Appearing at FreedomFest 21, a gathering of 2,700 conservatives and libertarians, Noem said, “nobody knew who I was until liberals began attacking me every night on the national news.” She’s referring to her conservative views on economic and social issues.
Noem benefits from a roaring economy. She says there are fewer than 2,500 South Dakotans on public assistance and 28,000 job openings. The state has no state income tax. Property taxes average 1.22 percent. Annual economic growth is 9.9 percent, among the nation’s best. Houses are inexpensive relative to many other places. With such figures it’s no surprise there’s been a population growth of 8.9 percent since 2010.
We talked shortly after recent shootings in Northwest Washington, D.C., and an outraged Robert J. Contee III, the police chief in Washington, blamed judges for releasing criminals back onto the streets where they often engage in more violent criminal behavior.

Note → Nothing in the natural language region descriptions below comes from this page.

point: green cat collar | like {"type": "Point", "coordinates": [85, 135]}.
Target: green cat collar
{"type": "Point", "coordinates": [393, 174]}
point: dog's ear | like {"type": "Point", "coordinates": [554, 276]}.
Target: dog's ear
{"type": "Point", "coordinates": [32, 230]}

Noem believes Republicans can — and should — re-take the law-and-order issue in 2022 and 2024. In an interview, she told me, “What we are seeing … on our streets (are) the consequences of … what’s happening in the Democratic leadership and their lack of support for police officers and those who step up and serve. (It’s) being played out in the violence citizens are having to live with. It’s going to continue if something doesn’t change.”
She says the street violence and looting in major cities is not only the fault of judges and district attorneys, but “also overcrowding in our prison system. There’s less funding for the judicial system so they release individuals instead of putting them through the process of prosecution and sentencing, or through rehab. It’s a problem that hasn’t been addressed for many, many years (and) has gotten worse as the violence has escalated. When there’s no consequence for it, law and order goes away.”

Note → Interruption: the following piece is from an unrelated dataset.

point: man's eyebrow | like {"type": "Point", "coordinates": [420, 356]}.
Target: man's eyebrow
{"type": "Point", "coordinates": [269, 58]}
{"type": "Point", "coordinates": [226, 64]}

Asked about the state of the Republican Party, she responds, “It’s the party that is bringing hope. If you look at what Democrats are embracing — socialism, communism, lack of personal responsibility. Every problem that presents itself they think some bureaucrat in Washington, D.C., would handle it better than a Mom or a Dad, or a cousin or grandparent…
“The Republican Party has a unique opportunity to talk about what we stand for and have always stood for and have proven to be the policies and the values that create opportunities for families and states and businesses. … When you look at some states that have done what we believe in you can see overwhelming prosperity and families healthier and in school getting educated and that’s what the American dream is and what the Republican Party needs to be talking about.”

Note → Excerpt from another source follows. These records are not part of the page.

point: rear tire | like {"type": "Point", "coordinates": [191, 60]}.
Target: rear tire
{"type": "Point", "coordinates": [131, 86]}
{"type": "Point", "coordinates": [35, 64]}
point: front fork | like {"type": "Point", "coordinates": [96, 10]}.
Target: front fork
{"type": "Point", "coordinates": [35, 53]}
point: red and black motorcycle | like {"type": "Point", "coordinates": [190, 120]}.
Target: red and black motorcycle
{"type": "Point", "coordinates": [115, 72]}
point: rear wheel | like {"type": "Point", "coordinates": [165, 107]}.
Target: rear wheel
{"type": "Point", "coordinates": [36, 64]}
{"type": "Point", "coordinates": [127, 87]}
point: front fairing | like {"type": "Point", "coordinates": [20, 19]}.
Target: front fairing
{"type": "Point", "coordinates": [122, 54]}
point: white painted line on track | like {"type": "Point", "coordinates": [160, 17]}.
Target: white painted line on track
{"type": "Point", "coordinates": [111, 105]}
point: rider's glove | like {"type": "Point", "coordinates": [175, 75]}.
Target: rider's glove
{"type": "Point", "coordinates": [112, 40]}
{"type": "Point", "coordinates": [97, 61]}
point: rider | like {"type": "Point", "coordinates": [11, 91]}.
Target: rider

Noem believes Donald Trump will run for president again in 2024. “I think (former) President Trump did a great job. … I believe that is something we all (can) — and should — welcome back. The policies of seven or eight months ago were contributing to a booming America. We were creating jobs and addressing challenges confronting us together. I think he’ll run and if he does, I’ll certainly support him.”
She is open about her Christian faith and says it influences many of her policy positions: “What the government has done in the last (several months) is to continue to push secularism.” She thinks that will continue and is “something we will have to fight. We will drive people to us by our optimism. You turn on the news and it’s discouraging. You see the violence played out on the streets. Christians have a unique opportunity to bring hope and light…”
Noem turns 50 later this year and is a first-time grandmother. She also displays qualities for national office Republicans claim to want. Trump and others (including her opponents) should keep an eye on her.